Dr. Georganne Nordstrom, Department of English, UH-Mānoa
Title: “Pidgin as Rhetorical Sovereignty”
In this talk, I look at Pidgin use through a rhetorical lens—an analysis that accounts for the social, ideological, cultural contexts of language use—to illustrate the implications of understanding Pidgin as a Kanaka Maoli linguistic resource versus as a “local” language. I discuss Kanaka Maoli poet Noelle Kahanu’s poem “The Question,” written in both Pidgin and English, as an example of what Scott Richard Lyons has termed rhetorical sovereignty. I posit that by writing in both languages, Kahanu constructs a complex identity that is a product of multiple affiliations and provides a narrative grounded in Kanaka Maoli experiences and epistemology. This talk illustrates how understanding Pidgin as Kanaka Maoli linguistic resource provides access to rhetorical implications of Pidgin language use that further our understandings of the connections between Pidgin and Kanaka Maoli culture.

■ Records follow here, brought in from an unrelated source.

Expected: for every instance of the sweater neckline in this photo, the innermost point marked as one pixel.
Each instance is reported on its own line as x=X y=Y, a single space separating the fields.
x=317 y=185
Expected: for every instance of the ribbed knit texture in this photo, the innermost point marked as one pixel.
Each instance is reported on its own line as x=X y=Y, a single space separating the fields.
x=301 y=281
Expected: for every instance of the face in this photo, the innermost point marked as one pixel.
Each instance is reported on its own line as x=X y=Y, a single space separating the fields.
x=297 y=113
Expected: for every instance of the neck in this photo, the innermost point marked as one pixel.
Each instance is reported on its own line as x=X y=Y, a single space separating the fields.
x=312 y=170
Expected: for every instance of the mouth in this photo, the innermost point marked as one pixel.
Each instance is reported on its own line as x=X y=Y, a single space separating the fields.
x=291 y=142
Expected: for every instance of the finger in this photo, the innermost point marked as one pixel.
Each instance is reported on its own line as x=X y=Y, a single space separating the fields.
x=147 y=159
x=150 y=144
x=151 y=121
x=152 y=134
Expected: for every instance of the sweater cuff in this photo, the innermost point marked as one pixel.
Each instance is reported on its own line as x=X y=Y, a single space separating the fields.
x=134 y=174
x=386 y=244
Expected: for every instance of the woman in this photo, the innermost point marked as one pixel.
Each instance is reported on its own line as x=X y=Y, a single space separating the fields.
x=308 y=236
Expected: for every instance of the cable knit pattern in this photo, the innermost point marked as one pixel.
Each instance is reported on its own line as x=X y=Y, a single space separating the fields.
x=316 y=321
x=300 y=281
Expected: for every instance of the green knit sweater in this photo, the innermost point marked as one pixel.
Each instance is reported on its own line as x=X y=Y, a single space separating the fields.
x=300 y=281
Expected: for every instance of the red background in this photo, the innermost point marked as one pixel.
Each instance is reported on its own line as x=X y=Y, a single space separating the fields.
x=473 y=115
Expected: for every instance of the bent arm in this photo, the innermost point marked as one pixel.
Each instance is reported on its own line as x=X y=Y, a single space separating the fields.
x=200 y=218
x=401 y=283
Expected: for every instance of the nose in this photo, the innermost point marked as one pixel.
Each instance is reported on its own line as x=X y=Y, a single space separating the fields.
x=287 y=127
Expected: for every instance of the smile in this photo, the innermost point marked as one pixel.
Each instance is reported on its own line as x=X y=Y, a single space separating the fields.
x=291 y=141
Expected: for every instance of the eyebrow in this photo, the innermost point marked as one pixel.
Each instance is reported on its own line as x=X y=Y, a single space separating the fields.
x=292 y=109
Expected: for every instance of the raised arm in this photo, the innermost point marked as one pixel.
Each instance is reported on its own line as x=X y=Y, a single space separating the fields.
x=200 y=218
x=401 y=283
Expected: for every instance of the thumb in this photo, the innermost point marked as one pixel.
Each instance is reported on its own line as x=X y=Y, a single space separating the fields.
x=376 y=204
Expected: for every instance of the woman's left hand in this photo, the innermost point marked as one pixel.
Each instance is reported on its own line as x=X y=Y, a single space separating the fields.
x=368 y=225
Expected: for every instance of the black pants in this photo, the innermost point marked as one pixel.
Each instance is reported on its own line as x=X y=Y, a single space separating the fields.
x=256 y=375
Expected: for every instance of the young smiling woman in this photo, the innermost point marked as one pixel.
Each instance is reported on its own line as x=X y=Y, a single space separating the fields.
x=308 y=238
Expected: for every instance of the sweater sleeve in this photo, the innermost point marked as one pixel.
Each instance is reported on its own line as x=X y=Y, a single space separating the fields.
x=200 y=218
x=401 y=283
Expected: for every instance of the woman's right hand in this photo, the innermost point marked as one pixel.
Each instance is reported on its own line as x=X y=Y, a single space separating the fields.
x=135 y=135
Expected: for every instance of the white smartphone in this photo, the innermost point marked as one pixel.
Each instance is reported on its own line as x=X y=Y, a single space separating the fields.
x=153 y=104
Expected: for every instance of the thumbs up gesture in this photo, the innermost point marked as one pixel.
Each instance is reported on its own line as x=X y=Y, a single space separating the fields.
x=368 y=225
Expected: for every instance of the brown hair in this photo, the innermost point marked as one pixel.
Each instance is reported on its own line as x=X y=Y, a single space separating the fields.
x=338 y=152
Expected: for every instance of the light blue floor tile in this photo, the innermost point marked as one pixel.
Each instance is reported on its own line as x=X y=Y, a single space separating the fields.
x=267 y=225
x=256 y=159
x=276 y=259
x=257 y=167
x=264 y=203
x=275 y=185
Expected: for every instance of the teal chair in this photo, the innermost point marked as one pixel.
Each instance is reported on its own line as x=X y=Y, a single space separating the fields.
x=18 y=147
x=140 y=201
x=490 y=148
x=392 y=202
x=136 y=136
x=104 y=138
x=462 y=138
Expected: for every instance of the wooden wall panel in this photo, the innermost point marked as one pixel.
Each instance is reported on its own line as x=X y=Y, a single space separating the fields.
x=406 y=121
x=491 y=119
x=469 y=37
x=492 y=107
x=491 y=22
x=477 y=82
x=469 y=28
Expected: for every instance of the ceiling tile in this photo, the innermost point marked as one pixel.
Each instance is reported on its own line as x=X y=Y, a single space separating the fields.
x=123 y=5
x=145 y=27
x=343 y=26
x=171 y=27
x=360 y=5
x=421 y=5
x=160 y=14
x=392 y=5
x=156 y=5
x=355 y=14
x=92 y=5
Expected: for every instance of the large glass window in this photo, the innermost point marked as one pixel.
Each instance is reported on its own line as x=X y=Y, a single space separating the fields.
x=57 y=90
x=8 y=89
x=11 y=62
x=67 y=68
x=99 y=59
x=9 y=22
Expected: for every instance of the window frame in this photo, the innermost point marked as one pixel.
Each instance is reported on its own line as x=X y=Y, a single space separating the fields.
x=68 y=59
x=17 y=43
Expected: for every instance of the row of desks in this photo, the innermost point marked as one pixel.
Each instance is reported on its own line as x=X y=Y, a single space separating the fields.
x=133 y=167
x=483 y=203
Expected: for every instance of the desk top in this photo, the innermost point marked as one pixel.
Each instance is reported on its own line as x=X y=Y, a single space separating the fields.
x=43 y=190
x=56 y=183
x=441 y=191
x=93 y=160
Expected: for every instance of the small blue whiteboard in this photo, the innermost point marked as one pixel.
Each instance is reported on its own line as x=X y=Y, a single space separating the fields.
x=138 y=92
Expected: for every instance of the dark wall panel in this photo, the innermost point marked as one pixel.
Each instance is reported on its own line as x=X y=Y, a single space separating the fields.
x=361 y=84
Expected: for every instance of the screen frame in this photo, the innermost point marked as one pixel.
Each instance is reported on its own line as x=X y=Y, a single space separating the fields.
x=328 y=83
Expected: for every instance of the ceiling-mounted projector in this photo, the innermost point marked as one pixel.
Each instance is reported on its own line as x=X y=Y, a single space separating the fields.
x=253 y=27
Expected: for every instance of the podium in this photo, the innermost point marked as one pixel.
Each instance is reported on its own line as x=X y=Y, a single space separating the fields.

Bio: Dr. Georganne Nordstrom is an Associate Professor of Composition and Rhetoric and Director of the University of Hawaiʻi at Mānoa’s (UHM) Writing Center. She researches critical and place-based pedagogy, and examinations of Indigenous and minority rhetorics, with a specific focus on Pidgin. She is a co-editor of Huihui: Aesthetics and Rhetorics of the Pacific (UH Press, 2015). Dr. Nordstrom is also the recipient of UHM’s 2016 Chancellor’s Citation for Meritorious Teaching and the 2012 Richard Braddock Award for the article “Ma ka Hana ka ‘Ike (In the Work is the Knowledge): Kaona as Rhetorical Action.”